BlogoCenter Data Sets

Added By Infochimps

The following datasets are available:

  • Real-Web dataset containing hash values of the content of 353,739 web pages collected over a period of six months (Feb. 1999 – July 1999).
  • Same real-web dataset formated in three columns (web_site, web_page, change_history). Change history is a sequence of bits: 1 means that the specific page has changed between the respective visits and 0 means that it remained the same (e.g. 10000 means that the page changed the second time we visited it i.e. on March).
  • Synthetic dataset containing info for 300,000 pages in three columns (web_site, web_page, change_history) over 200 visiting cycles. The change frequency of the pages follows a normal distribution.
  • Sample collection of blogs from UCLA used in lexical networks research. This data set also includes generated cosine values and lexical networks for the data. Includes instructions for processing with Clairlib.
  • Lexical networks generated from small sample from the 2004 Document Understanding Conference. Includes instructions for processing with Clairlib.
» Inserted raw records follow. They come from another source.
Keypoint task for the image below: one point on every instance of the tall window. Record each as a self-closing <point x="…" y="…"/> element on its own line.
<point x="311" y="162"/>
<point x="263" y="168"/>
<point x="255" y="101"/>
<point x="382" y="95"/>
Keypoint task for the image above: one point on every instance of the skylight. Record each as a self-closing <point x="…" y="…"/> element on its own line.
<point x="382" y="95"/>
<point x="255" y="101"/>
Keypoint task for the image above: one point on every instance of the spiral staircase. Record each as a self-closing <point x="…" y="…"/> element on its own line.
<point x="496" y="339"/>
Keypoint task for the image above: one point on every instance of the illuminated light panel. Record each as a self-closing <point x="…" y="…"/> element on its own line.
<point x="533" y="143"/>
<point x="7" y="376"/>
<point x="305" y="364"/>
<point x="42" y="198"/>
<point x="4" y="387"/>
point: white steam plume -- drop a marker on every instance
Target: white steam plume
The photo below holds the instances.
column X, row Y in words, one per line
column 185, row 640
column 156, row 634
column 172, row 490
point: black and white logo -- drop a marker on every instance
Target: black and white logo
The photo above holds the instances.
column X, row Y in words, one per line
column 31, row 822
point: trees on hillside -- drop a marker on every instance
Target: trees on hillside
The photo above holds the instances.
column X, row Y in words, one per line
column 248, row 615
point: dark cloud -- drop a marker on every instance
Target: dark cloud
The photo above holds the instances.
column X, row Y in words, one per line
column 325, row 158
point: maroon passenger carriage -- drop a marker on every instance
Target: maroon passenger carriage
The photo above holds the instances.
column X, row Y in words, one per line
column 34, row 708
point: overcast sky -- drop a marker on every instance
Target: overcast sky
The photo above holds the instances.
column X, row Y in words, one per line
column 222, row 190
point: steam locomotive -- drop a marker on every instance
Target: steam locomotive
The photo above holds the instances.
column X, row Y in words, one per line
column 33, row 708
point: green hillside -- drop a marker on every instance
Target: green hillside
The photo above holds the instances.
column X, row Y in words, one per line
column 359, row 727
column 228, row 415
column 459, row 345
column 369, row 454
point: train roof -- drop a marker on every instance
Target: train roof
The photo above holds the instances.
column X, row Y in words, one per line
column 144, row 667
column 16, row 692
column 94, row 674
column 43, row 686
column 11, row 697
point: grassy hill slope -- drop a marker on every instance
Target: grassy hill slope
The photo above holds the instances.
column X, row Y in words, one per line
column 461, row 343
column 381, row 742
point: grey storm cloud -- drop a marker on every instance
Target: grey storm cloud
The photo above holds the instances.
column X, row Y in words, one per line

The goal of the BlogoCenter project is to develop innovative technologies to build a system that will (1) continuously monitor, collect, and store personal Weblogs (or blogs) at a central location, (2) discover hidden structures and trends automatically from the blogs, and (3) make them easily accessible to general users. By making the new information on the blogs easy to discover and access, this project is helping blogs realize their full potential for societal change as the “grassroots media.” It is also collecting an important hypertext dataset of human interactions for further analysis by the research community.